The baseline clinical and lesion characteristics were similar between the two groups except the EES group was older than Cilotax group (63 ± 12.4 vs. 59 ± 12.8, p < 0.001).The baseline lesion characteristics were similar between the two groups except the multivessel disease was more frequent in Cilotax group (44.9% vs. 56.7%, p < 0.05) whereas lesion length of the EES group was longer than Cilotax group (27.0 ± 11.3 mm vs. 20.1 ± 7.8 mm, p < 0.001). During 3-year follow-up, Cilotax group have higher incidence rates of target lesion revascularization (TLR), major adverse cardiac event (MACE) and stent thrombosis (ST) more than EES group (figure).

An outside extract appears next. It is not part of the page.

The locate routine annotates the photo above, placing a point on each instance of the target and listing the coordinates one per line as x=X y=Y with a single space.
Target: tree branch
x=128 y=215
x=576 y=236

Following adjustment for confounders, CILOTAX group was significantly associated with TLR (HR 3.49, 95% CI 1.75 to 6.98; p < 0.001), ST (HR 5.29, 95% CI 2.38 to 11.76; p < 0.001) and MACE (HR 1.64, 95% CI 1.11 to 1.43; p < 0.05) compare with EES group in the treatment of STEMI.
In the treatment of STEMI, patients treated with EES rather than CILOTAX experienced significantly improved event-free survival including MACE during 3-year follow-up period.